Using 3.3M SNPs previously detected from 767 multi-tissue RNA-seq of 382 animals from 11 chicken populations and therefore enriched in coding regions [see the companion paper (Jehl et al., 2021), section “Materials and Methods”], we identified 260,919 unique SNPs in 26,702 transcripts corresponding to 15,835 genes out of 19,545 protein-coding genes (Figure 2, right part—in yellow).

FIGURE 2

Figure 2. Workflow of MNV detection in coding regions and functional consequence prediction. Left: MNV detection from 3.3M SNPs previously identified using RNA-seq of 382 chickens (companion article; Jehl et al., 2021). Right: MNV constituent SNP selection and protein impact selection of these SNPs separately analyzed by VEP.

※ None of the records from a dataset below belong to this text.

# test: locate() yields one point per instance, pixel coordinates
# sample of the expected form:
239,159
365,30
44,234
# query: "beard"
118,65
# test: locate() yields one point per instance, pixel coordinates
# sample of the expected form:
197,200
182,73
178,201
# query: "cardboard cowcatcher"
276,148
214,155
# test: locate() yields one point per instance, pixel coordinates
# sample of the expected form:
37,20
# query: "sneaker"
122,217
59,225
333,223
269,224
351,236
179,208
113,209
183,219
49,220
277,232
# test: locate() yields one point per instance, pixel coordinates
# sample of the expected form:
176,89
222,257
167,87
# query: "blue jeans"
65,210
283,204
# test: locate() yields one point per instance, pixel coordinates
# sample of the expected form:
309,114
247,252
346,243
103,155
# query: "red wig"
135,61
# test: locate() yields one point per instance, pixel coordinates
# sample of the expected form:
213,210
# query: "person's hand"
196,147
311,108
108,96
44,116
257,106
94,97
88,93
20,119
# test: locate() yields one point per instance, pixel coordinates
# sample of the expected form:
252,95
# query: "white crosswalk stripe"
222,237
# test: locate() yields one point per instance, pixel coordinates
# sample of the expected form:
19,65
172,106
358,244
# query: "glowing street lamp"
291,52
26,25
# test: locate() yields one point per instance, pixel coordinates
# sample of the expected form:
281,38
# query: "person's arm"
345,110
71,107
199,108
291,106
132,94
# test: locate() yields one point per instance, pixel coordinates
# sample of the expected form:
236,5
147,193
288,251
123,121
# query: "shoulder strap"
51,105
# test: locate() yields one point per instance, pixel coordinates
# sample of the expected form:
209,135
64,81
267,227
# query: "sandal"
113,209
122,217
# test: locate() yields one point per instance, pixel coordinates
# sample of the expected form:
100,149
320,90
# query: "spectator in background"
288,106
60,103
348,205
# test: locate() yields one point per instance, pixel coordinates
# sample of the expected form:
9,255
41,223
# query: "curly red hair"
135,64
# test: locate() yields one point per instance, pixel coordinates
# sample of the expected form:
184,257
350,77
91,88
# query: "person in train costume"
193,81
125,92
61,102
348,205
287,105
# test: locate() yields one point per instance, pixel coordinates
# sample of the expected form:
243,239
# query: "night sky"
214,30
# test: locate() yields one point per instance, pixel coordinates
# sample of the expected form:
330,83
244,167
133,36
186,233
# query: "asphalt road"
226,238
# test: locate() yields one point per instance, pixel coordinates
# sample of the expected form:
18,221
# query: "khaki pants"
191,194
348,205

As shown in Figure 2 (left part—in green), we then defined an MNV in a codon as a group of two or three phased SNPs, i.e., existing on the same haplotype in the same individual. We found 11,183 SNPs (4.3% of the SNPs in codons) as constituent variants of 5,533 MNVs, which corresponded to 4,415 transcripts and 2,916 genes. Most of them (98%: 5,416) contained two SNPs with similar proportions (1/3) by constituent SNP position in the codon (1–3, 1–2, and 2–3, Figure 2, left). In order to ensure the reliability of the MNVs, we selected MNVs observed in at least five individuals. Out of the 5,416 MNVs with two SNPs, 2,965 MNVs were present in at least five individuals, corresponding to 2,636 transcripts and 1,792 genes. No GO terms or KEGG terms were found as significantly enriched for this gene list, suggesting that no specific biological pathway was impacted by MNVs. Table 1 gives the distribution of MNVs and their consequences according to the individual number supporting the MNV (ranging from 2 to 100 individuals). We can note that 31% of the 5,416 MNVs with two SNPs are observed only in a single individual and are here considered as erroneous, likely due to sequencing errors.

TABLE 1

Table 1. Occurrences for each type of re-prediction according to the number of individuals carrying the MNV.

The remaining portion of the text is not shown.